Parmi les documents relatifs à l’histoire du Poitou qui sont consultables sur Gallica, nous trouvons 12 volumes qui regroupent les actes royaux du Poitou entre 1302 et 1483. Il s’agit du « Recueil des documents concernant le Poitou contenus dans les registres de la chancellerie de France » qui avait été publié au XIXe siècle par Paul GUERIN (1845-1911), archiviste-paléographe aux Archives nationales.
Ces textes révèlent des renseignements sur les institutions et l’histoire des villes ou des communautés religieuses mais également sur les mœurs de la population.
Au détour des textes qui sont au demeurant très sérieux, nous avons déniché cette lettre de rémission dont l’histoire est digne d’un vaudeville qui aurait pu inspirer quelques bons auteurs de comédies de boulevard. (parution dans le Herage n° 45)
Rémission accordée à André GAUVAIN, de Senillé, pour le meurtre de frère Jean TRANCHÉE, religieux de Saint-Hilaire de la Celle et chapelain de Senillé, qui avait séduit sa femme.
Charles, par la grâce de Dieu roy de France, nous faisons savoir à tous, présents et avenir, que nous a été exposé la cause d’André GAUVAIN, pauvre laboureur de la paroisse de Senillé près Châtellerault.
La nuit suivant le dimanche après la dernière Toussaint, le dit exposant et sa femme étaient couchés en leur lit bien tard et lui endormi, lorsque feu frère Jehan TRANCHÉE, religieux de Saint Hilaire de la Celle et chapelain de la dite paroisse, est venu dans sa maison et s’introduisit dans le lit où lui et sa femme étaient couchés et se prit à la dite femme pour avoir sa compagnie charnelle.
Alors que le dit exposant s’éveilla et entendit que le dit religieux se couchait au côté de sa femme et voulait avoir sa compagnie, il en fut très courroucé.

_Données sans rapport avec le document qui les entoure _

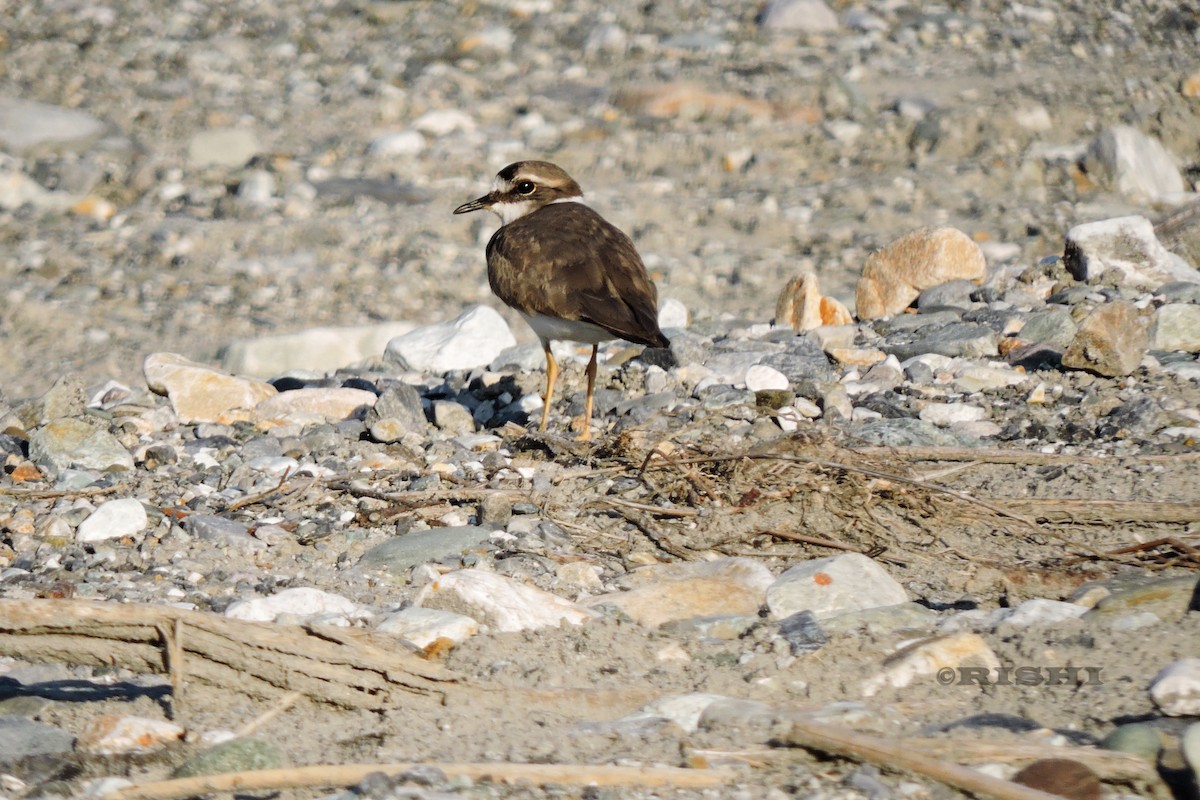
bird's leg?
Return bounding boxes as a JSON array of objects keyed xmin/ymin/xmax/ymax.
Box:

Le dit exposant se prit au dit religieux et pensa le frapper d’un bâton, mais le dit religieux s’échappa et s’en alla de la maison. Le dit exposant irrité par les faits, frappa un peu sa femme, et lors, ainsi comme il la battait, le dit religieux l’entendit et vint à la porte du dit exposant, en lui disant : « villain matin, tu as battu et bas ta femme pour et en despit de moy. Ys hors de ton hostel, car il n’est plus riens de toy », et plusieurs autres menaces et paroles injurieuses.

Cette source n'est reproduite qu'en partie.